Education to be at heart of looked-after children’s care

Education is at the centre of the largest scale plans for looked-after children’s services for a decade. But some campaigners are disappointed by the lesser emphasis on health and custody.

The £305m package in the Care Matters: Time for Change white paper, published last week, includes a requirement on councils not to move looked-after children from schools in years 10 and 11 “except in exceptional circumstances” and a pledge of £500 a year to support each looked-after child at risk of low educational achievement.

Overall, the white paper contains 288 references to schools and 240 to education, compared with 176 references to health, but only 17 to mental health. It has just 16 references to housing or homelessness, nine references to unaccompanied asylum-seeking children and seven references to children in custody.

While Paul Ennals, chief executive of the National Children’s Bureau, was among many campaigners who welcomed the white paper, he called its health plans “tentative”. Proposals include introducing a named health professional for all children in care, subject to funding becoming available in this year’s comprehensive spending review, and funding for multi-systemic therapy pilots to enable high-risk adolescents to remain living at home with their families.

David Chater, head of policy at young people’s charity Rainer, said he feared ideas previously aired concerning looked-after children in custody in last October’s Care Matters green paper last year had been “watered down” in the new set of proposals.

The green paper proposed putting a requirement on councils to carry out a voluntary assessment of the needs of looked-after children in their care who entered youth custody “in the expectation that they will continue to be supported as a child in care,” involving a social worker and a care plan.

Instead, the white paper places requirements on social workers to visit looked-after children in custody. Chater said this lacked the detail of the green paper and could lead to councils “lowering their expectations” in relation to their duty to looked-after children in custody.

White paper extra

Social work practices

As expected, the white paper set out details of pilots of GP-style social work practices that would contract with councils to provide field social work for looked-after children. A report published alongside the white paper said the practices could be made up of six to 10 “partners”, most of whom would be social workers. While the idea of the practices was met with widespread opposition when it was mooted in last year’s green paper, the report said it did not imply that the direct provision of social work for looked-after children by councils would be replaced by social work practices. There are expected to be nine pilots that run for at least two years and will include practices run by voluntary and private agencies.
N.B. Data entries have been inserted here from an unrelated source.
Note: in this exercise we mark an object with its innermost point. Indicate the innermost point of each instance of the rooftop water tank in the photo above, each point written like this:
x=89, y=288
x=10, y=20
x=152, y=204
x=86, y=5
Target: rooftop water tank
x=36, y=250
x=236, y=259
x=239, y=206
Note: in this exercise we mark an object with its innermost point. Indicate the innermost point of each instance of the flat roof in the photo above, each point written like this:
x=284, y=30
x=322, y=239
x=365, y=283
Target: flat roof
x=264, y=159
See next week’s Community Care for a full analysis.

Scrutiny

Councils will be subjected to an “annual stocktake” where ministers will review progress for looked-after children. Children’s minister Beverley Hughes said this would not involve setting formal national targets, but will “look in detail at issues limiting progress”. She insisted the measure would not be a “bureaucratic exercise”.

Business support

Alongside the white paper, the government announced plans for a bigger role for business in supporting looked-after children. HSBC Global Education Trust is providing £1m to pilot individual tuition schemes for looked-after children that will run in Dudley, West Midlands, Gateshead in the North East, Merton, south London, and Warwickshire. HSBC has also pledged to pilot a scheme to give care leavers access to its management training programme, while BT has committed to getting care leavers on to its apprenticeship programme.

What are the key proposals?

● Requiring councils to ensure that looked-after children do not move schools in years 10 and 11 “except in exceptional circumstances”.
● Giving looked-after children the right to stay in care up to the age of 18 or remain with foster carers until they are 21.
● Strengthening the statutory framework so councils cannot place a child outside of their local area unless it is in the child’s best interests.
● Enable kinship carers to apply for a residence order if the child has lived with them for one year, and for residence orders to last until the child is 18.
● Introducing a newly qualified social worker status for children and family social workers, similar to the induction given to newly qualified teachers.